Once installed, the Connection Agent:

  • allows attaching the device it’s running on to an instance of DynFi Manager in a simple and streamlined process,

  • establishes and monitors the connection from the device to the Manager.

15.2. Steps needed to start using the Agent

  1. Enable the Connection Agent Service in the Manager by setting a port number for incoming connections. Do not use the same SSH port for DynFi Manager and your standard SSH Server. This can be done by setting connectionAgentPort in configuration, as described in DFM Configuration, e.g. adding to /etc/dynfi.conf the following line:

    connectionAgentPort=2222
    

    and restarting the Manager.

  2. Please make sure the selected port will accept incoming connections from the devices. This may require adding a proper PASS rule in the firewall protecting the Manager.

  3. The plugin needs to be installed first. Please refer to this document for up to date informations on how to deploy the Connection Agent.

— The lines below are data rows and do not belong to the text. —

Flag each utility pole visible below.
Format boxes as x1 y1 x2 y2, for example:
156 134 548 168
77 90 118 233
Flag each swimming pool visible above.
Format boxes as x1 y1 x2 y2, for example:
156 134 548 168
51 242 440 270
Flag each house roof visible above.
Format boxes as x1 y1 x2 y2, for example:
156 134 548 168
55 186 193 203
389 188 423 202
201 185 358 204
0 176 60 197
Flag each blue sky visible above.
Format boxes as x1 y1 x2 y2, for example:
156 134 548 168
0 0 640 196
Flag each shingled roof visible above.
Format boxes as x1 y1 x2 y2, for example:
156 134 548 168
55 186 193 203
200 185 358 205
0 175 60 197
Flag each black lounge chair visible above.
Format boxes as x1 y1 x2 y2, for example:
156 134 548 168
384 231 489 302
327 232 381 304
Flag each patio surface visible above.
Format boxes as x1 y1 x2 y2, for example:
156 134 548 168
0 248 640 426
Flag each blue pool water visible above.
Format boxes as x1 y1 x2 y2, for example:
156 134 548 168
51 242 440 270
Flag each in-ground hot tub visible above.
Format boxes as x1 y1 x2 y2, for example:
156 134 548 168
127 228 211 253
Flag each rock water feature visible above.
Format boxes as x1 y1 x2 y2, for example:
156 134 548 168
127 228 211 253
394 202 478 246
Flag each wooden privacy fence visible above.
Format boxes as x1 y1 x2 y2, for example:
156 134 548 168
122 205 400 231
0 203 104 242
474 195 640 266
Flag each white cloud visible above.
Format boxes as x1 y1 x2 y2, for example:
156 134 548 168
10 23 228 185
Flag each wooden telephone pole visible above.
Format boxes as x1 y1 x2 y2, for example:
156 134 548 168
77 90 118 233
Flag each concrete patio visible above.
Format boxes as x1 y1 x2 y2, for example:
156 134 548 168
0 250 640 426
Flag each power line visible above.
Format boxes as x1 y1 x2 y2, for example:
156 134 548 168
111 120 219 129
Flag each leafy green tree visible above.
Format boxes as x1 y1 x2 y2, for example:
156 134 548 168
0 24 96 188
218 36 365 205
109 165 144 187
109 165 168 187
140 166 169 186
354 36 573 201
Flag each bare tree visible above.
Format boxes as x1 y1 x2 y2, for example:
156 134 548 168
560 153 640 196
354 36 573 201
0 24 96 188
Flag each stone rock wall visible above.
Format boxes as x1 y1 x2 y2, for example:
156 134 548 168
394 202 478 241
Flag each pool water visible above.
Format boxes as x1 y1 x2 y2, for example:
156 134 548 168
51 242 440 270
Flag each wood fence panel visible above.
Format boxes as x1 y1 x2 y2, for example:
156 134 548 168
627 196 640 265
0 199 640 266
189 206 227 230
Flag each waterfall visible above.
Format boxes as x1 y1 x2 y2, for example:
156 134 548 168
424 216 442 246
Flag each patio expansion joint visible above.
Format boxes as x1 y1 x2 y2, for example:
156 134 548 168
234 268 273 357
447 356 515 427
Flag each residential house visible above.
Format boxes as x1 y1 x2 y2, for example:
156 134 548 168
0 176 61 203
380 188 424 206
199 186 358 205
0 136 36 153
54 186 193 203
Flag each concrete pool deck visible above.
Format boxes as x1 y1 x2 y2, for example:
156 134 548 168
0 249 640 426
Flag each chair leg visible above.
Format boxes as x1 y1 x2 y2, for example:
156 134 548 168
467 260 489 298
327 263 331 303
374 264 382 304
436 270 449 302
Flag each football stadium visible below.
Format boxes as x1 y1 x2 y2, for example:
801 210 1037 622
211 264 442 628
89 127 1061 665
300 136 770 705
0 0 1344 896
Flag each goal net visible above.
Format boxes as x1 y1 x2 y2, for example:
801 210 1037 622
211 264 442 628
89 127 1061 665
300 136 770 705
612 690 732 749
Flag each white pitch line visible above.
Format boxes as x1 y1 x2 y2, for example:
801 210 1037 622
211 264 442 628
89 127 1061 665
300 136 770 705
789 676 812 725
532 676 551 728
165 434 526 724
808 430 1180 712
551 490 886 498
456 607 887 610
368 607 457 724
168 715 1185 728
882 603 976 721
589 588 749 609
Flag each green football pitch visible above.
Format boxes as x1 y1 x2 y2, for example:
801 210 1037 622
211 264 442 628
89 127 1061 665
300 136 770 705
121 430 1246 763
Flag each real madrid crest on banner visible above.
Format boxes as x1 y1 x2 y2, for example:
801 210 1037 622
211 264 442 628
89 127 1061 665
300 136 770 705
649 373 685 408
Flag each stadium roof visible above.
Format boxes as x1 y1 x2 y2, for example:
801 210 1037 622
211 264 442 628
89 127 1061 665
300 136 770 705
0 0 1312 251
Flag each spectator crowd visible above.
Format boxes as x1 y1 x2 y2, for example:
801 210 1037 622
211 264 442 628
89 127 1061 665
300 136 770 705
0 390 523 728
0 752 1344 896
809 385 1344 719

  4. The easiest way to attach a device to the Manager using the Agent is as follows:

    1. In the Manager: go to Connection Agent settings (⚙️ -> Connection Agent).

    2. Generate a Connection Agent Token and copy it.

    3. Go to device’s Web User Interface, select “DynFi Connection Agent” menu entry.

    4. Click [Connect] button, paste the Token into the Token field and follow the wizard.

If the Connection Agent port is set in the Manager and the devices can reach it (i.e. no firewalls are blocking it), the Connection Agent will:

  • connect to the Manager right after being configured,

  • after each restart of the Manager or the device,

  • the connection will also be reestablished if it drops due to any other reason.

The bond between the Manager and the Agent can be canceled any time. The other party (if possible) is notified about that, so normally (with working link) there should be no need to disconnect the device twice (once in the Manager, once in the Agent).

There is no need or strict requirement of using the Connection Agent to attach devices to the Manager. However, in many situations (also thanks to the Tokens) it is the easiest way. It is also possible to attach device without a Token, by manually providing the server’s host and port in the ‘Advanced options’. However, this process requires providing username and password of the Manager’s operator account as one of the steps and therefore it is not recommended.

15.3. How Tokens work

Connection Agent Tokens are the most simple way of attaching devices to the Manager using the Connection Agent. They carry some information but also authenticate permitted usages. They work only with the Manager they were created at (i.e. ‘they can only call home’).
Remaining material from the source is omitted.